# What Exactly is a Schooling Show?



## BuckskinBorn2Fly (Mar 8, 2011)

What the title says ^^^ Is a schooling show a show just for beginners, or what? Sorry, I just don't know what a schooling show is


----------



## Saddlebag (Jan 17, 2011)

It helps you learn what is expected at shows, how the classes work, what the judge is looking for without going to the expense of a regular show. One wears proper attire but the atmosphere is pretty relaxed.


----------



## TheLastUnicorn (Jun 11, 2010)

A schooling show is generally a more informal show. 

Often judges will offer tips and explanations for their placings and for riders who look like they need a bit of help. 

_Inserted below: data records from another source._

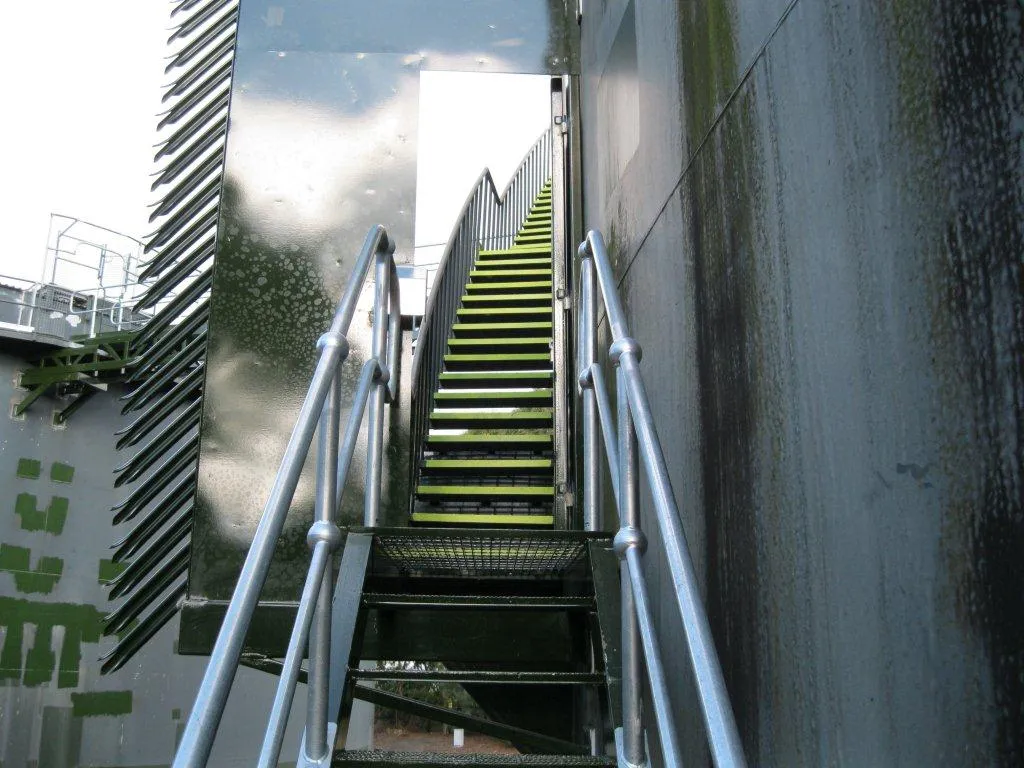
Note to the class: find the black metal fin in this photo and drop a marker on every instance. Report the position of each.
(170, 350)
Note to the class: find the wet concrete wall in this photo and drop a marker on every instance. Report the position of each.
(815, 216)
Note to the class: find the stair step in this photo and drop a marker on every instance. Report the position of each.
(507, 287)
(514, 252)
(484, 493)
(488, 466)
(482, 440)
(379, 758)
(524, 361)
(501, 677)
(507, 299)
(457, 398)
(485, 313)
(535, 344)
(481, 602)
(476, 380)
(511, 419)
(480, 518)
(509, 275)
(489, 330)
(509, 263)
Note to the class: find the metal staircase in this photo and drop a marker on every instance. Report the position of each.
(538, 612)
(487, 458)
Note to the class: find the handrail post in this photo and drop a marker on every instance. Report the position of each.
(629, 532)
(588, 346)
(315, 745)
(197, 740)
(375, 427)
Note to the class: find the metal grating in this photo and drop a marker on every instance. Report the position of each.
(479, 553)
(410, 759)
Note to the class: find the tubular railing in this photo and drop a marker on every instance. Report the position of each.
(487, 220)
(312, 623)
(637, 439)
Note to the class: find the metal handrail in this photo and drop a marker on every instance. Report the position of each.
(637, 438)
(488, 220)
(312, 625)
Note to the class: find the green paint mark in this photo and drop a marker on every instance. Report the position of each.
(109, 570)
(101, 704)
(51, 519)
(61, 472)
(42, 579)
(81, 624)
(30, 469)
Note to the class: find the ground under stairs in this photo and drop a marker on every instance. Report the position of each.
(488, 457)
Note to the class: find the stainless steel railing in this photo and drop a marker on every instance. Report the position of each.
(637, 439)
(312, 624)
(487, 220)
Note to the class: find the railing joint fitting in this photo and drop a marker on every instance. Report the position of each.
(625, 345)
(324, 530)
(628, 538)
(333, 339)
(586, 380)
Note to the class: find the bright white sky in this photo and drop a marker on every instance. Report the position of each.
(82, 87)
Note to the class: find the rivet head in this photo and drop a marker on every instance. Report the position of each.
(627, 538)
(586, 380)
(333, 339)
(625, 345)
(324, 530)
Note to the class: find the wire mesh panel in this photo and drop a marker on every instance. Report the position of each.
(478, 553)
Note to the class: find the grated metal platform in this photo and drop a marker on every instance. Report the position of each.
(479, 553)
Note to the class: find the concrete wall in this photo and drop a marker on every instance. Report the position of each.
(815, 216)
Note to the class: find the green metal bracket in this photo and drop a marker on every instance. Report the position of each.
(95, 363)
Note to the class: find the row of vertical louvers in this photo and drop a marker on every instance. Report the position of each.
(488, 457)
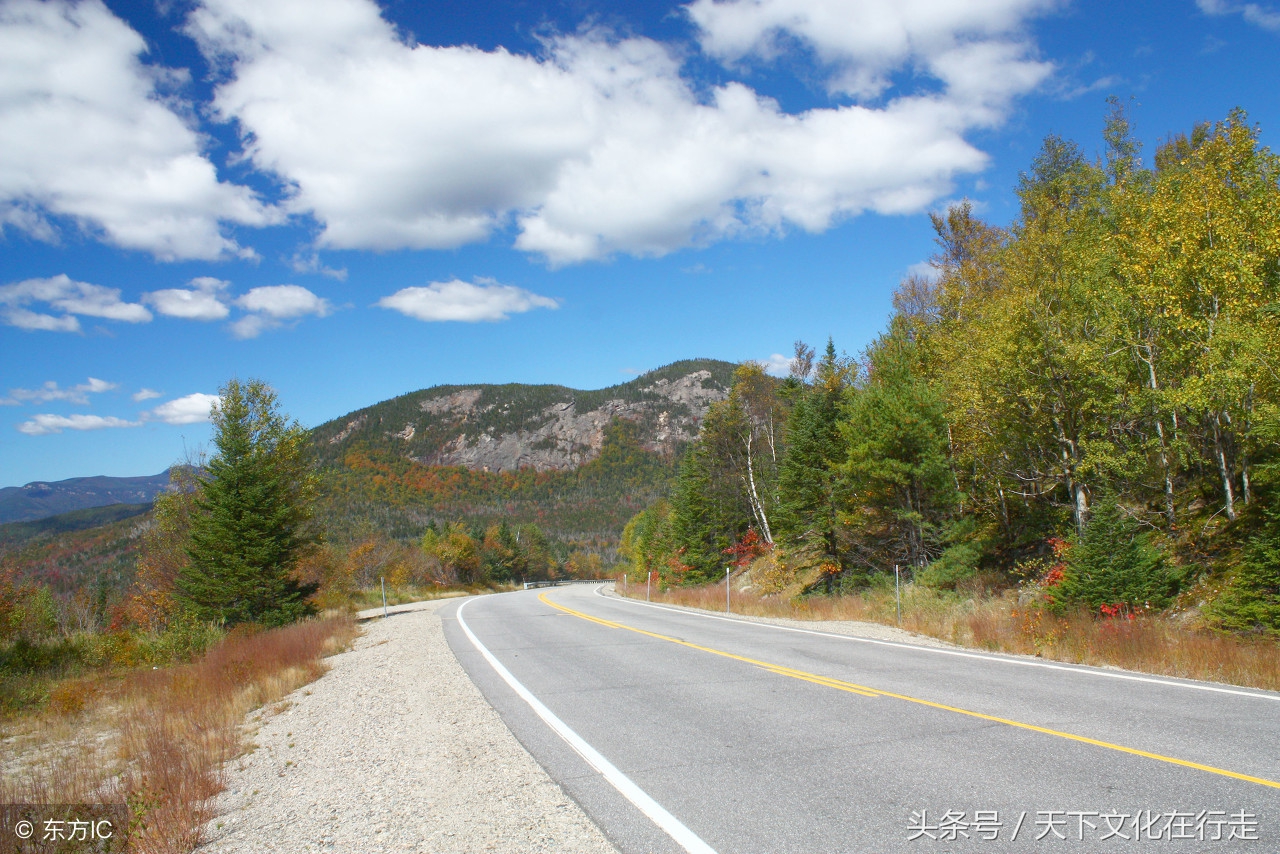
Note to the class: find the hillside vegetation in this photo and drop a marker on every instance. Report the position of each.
(1082, 409)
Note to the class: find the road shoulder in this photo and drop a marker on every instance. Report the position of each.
(393, 749)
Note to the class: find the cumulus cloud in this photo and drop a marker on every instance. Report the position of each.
(71, 298)
(201, 301)
(91, 133)
(456, 300)
(599, 145)
(192, 409)
(46, 424)
(50, 391)
(1256, 14)
(310, 263)
(272, 305)
(777, 365)
(974, 48)
(924, 270)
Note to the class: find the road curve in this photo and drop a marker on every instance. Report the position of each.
(752, 738)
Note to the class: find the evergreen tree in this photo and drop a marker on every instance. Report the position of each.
(1252, 602)
(1114, 563)
(252, 517)
(807, 512)
(897, 470)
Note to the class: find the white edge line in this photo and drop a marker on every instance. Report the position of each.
(1084, 670)
(672, 826)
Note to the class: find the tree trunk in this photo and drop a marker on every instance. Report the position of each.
(1170, 514)
(1223, 467)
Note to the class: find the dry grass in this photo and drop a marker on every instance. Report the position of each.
(156, 740)
(1150, 644)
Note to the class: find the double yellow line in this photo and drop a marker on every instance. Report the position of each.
(863, 690)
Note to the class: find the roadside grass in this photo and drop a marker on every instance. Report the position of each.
(155, 740)
(406, 593)
(993, 621)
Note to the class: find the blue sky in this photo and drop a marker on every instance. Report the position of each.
(355, 200)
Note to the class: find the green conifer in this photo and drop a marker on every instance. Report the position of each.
(252, 519)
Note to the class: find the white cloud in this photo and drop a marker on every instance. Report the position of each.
(202, 301)
(91, 133)
(865, 41)
(192, 409)
(924, 270)
(67, 296)
(302, 263)
(777, 365)
(51, 392)
(456, 300)
(272, 305)
(1255, 13)
(283, 301)
(46, 424)
(36, 322)
(600, 146)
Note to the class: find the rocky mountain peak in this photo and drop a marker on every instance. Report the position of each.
(545, 428)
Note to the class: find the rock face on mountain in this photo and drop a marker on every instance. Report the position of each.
(545, 428)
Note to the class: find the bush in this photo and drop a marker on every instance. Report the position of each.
(1114, 565)
(1252, 601)
(956, 563)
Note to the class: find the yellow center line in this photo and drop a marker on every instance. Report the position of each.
(874, 692)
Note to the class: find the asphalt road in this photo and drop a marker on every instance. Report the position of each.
(680, 731)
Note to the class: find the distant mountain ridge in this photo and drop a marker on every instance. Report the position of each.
(40, 499)
(517, 427)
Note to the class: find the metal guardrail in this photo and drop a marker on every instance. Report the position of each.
(560, 581)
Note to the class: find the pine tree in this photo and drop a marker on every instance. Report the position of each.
(1114, 563)
(807, 512)
(254, 517)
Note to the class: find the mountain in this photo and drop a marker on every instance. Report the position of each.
(544, 428)
(76, 520)
(41, 499)
(579, 464)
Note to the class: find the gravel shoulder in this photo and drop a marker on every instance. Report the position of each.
(394, 749)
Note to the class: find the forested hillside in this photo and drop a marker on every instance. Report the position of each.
(1084, 400)
(576, 464)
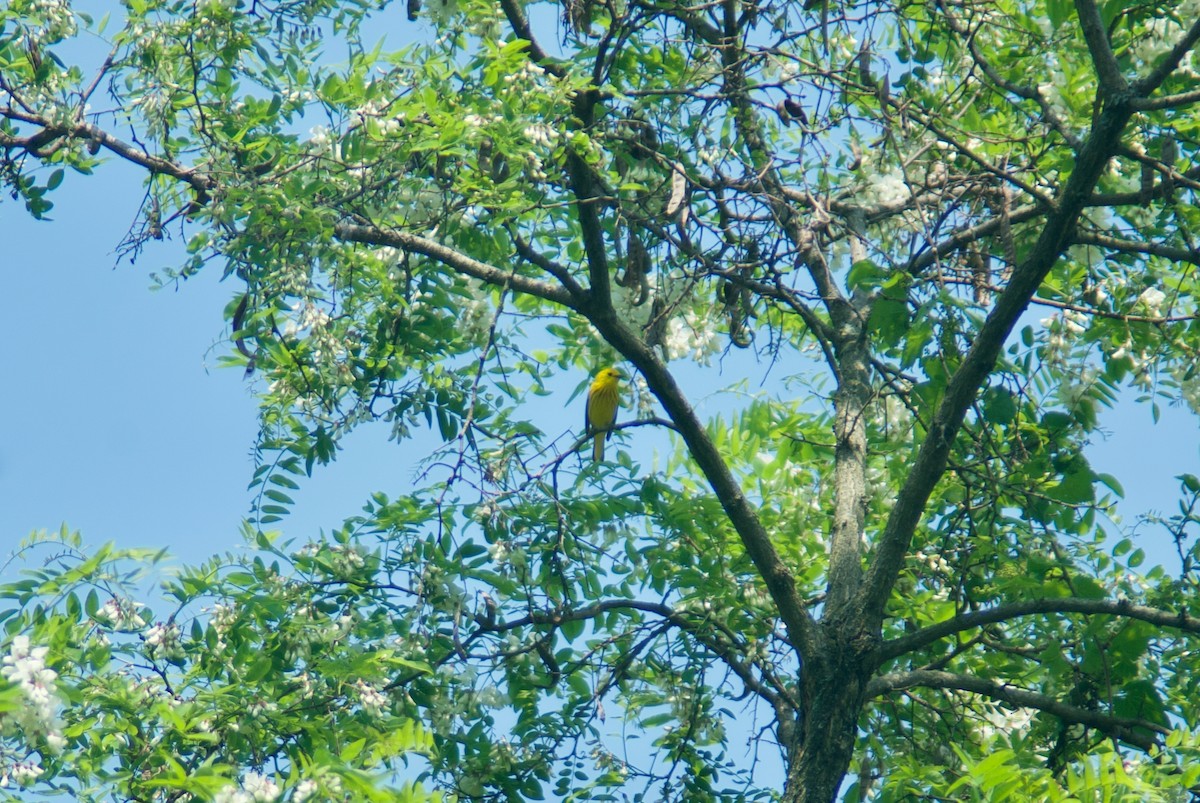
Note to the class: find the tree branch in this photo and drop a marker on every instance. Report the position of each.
(907, 643)
(1128, 730)
(1149, 83)
(454, 259)
(1107, 70)
(960, 393)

It's not just for beginners, though it's a great place to start if you are new to riding.


----------



## Azale1 (Jul 5, 2010)

It is a more relaxed show not just for beginners, it is kind of a warmup for larger shows. Test to see hwere you are at so far, what you need to improve on, If your horse is new to shows this is a great way to get him used to the atmosphere of one. Often times the judge after a class will speak to you and let you know what you need to work on. Give tips. You can recieve help by your trainer from the rail through your class often times. But you still do put on the performance like normal show i.e. full show attire, well groomed braided horse, clean tack. When I did show every season I would enter in at least 2 schooling shows before I went to my larger shows so I would know what needed to improve on. Also gave me a good idea about my competition for that year. I did this as a beginner and as a well seasoned rider. They are very helpful, and much cheaper.


----------



## BuckskinBorn2Fly (Mar 8, 2011)

ohhhhhhhhhhhh ok the schooling show world suddenly makes sense


----------



## fuadteagan (Jun 10, 2010)

It is basically a show that you wear like a polo, paddock boots, and tan breeches usually. It is more relaxed and just to get some show miles on ya.


----------



## raywonk (Jan 9, 2011)

You do not have to be a begginer to go to them they are for everyone and anyone. They tend to be lots of fun if hosted properly.


----------